Gina Phillips is such a major hottie that I’d watch a 12 hour documentary about the making of government cheese if it afforded me at least a glimpse of her every twenty minutes or so. Luckily, we don’t have to wait that long to see her in Ring Around the Rosie, as she’s pretty much in every scene, despite the fact that she’s listed as the “And” star, as in “Tom Sizemore, Randall Batinkoff, Jenny Mollen AND Gina Phillips. The “And” spot is usually reserved for revered Hollywood types (ie: old) or child actors, but, seeing as how Phillips is neither, I’m just going to assume she drew the shortest straw when it came time to assemble the credits.
Phillips plays Karen, a distant woman with a haunted past whose dearly departed grandmother’s final request to her was to clean out her house so it could be sold (thanks grandma. Do you want me to embalm you while I’m at it?). The DVD’s packaging describes said house as a spooky rundown mansion, but it’s actually a new-ish looking Swiss chalet that looks to have had regular maid-service, save for the obligatory white sheets covering the odd chair and bureau. Karen’s grandparents must have been simple folk, too, as all of the furnishings look remarkably like the industrial grade stuff I get when I rent condos to go skiing, and, with the exception of a few paintings that could just as well be hanging in a dentist’s office, the place is otherwise positively Spartan. My grandmother’s house was hip deep with old newspapers, scary dolls, and more pictures than the Louvre, but, then again, my grandmother didn’t have an Ikea futon in her living room.
Karen and her boyfriend…oh, let’s call him Jacques, ‘cause his role is so small and pointless that it’s not even worth looking at the IMDB…well, they head up to the chalet…umm…mansion and prepare for the laborious task of packing what amounts to a few shoeboxes worth of scrap paper and Polaroids. Karen reminisces about her youth, has trouble being intimate, and suffers some sort of psychic attack from a shadowy man. The next day, Pablo (see? I already forgot the name I made up for him. He’s that inconsequential) goes back to the city, and Karen, apparently at peace with the fact that the house is haunted, stays on by herself to finish cleaning up.

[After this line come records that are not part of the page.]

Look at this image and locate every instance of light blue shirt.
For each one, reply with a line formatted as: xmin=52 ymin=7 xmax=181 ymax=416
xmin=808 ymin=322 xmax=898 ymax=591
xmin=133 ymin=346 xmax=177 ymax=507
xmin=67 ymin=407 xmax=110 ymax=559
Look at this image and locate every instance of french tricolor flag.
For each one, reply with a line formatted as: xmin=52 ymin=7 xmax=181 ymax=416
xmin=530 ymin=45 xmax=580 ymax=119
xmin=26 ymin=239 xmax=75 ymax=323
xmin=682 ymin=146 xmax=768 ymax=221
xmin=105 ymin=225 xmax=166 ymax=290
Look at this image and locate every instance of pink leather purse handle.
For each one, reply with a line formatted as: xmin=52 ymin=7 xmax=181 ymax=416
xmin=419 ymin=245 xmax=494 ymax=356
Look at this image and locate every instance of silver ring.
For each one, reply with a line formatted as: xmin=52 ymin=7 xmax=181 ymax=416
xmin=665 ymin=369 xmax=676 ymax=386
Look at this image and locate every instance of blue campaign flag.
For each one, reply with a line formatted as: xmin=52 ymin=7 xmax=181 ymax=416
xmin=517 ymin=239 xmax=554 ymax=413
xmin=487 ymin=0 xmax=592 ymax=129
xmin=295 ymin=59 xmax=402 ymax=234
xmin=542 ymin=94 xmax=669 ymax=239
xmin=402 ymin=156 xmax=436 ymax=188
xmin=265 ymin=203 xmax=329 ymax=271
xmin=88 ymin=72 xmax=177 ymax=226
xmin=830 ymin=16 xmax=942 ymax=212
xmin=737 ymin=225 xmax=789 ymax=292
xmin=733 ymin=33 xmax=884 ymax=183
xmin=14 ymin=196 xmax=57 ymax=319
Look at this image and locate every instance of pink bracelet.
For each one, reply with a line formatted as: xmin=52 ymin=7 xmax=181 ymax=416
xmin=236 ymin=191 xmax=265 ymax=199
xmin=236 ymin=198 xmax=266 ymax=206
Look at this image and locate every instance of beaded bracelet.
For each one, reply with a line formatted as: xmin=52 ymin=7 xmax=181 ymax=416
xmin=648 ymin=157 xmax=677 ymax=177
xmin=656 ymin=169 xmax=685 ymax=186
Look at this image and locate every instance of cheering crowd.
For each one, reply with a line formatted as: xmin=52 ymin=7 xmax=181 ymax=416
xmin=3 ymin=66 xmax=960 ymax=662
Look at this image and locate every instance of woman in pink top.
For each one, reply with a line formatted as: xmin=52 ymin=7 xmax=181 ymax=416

Later that day, Karen meets Pierce (Sizemore), a seemingly mildly retarded employee of Karen’s grandmother. Apparently, Pierce has been around for quite some time, but Karen’s never met him before (nice to know she was so close to granny. No wonder she got the clean-up gig!), and now has to inform him that the house is being sold. Pierce stares at her menacingly, but then offers her a half-smile, as if to say “it’s okay, I’ll just come up here and knife you later.”
Personally, if I saw Tom Sizemore anywhere on my property, I’d hand him all of my valuables and run screaming into the night.
Karen is attacked by ghosts again-this time of the “wind blowing” variety-and finds herself running through a second story window and falling right into Pierce’s arms. Too frightened to go back in the house, Karen accepts Pierce’s equally terrifying offer to sleep in his bed.
The next day, reinforcements arrive in the guise of Karen’s younger sister…umm…let’s call her Gidget…and Karen, despite the fact that she was nearly killed by a ghost the night before, returns to the house to finish cleaning.
From there, a sort of bizarre relationship forms between Gidget and Pierce, and, despite the fact that he saved her life (twice in fact), Karen takes objection to it. After a couple of more ghost attacks, Karen begins to suspect that Pierce is somehow behind them, and tries to convince her sister that the guy is bad news.
If I go any further I’ll reveal the ending, which, while predictable, is pretty much one of the only things Ring Around the Rosie does right (not to mention one of the few moments in the film that could be classified as horror). While the performances are actually quite solid (although, to be fair, Sizemore doesn’t have to do much to look like a psycho these days), and the film looks nice, I was actually sort of blown away by how tame Ring Around the Rosie is, especially for an R-rated “horror” film. There aren’t any truly effective scares, hardly any gore to speak of, and not a shred of skin. And nothing really happens...ever!
Ring Around the Rosie is such an innocuous film that I can neither trash it or recommend it, so it gets one skull for Gina Phillips. I guess it had to be entertaining on some other level, because I watched it all the way through. Then again, I’ve been known to clear off plates of lousy food just because I can’t stand to see anything go to waste.
The DVD from Sony features a whole bunch of trailers for other Sony releases, including one for a “political thriller” starring Jerry Springer as the President, but nothing else. Still, that Springer trailer was easily one of the most entertaining extras I’ve seen in ages, and infinitely more resonant than Ring Around the Rosie.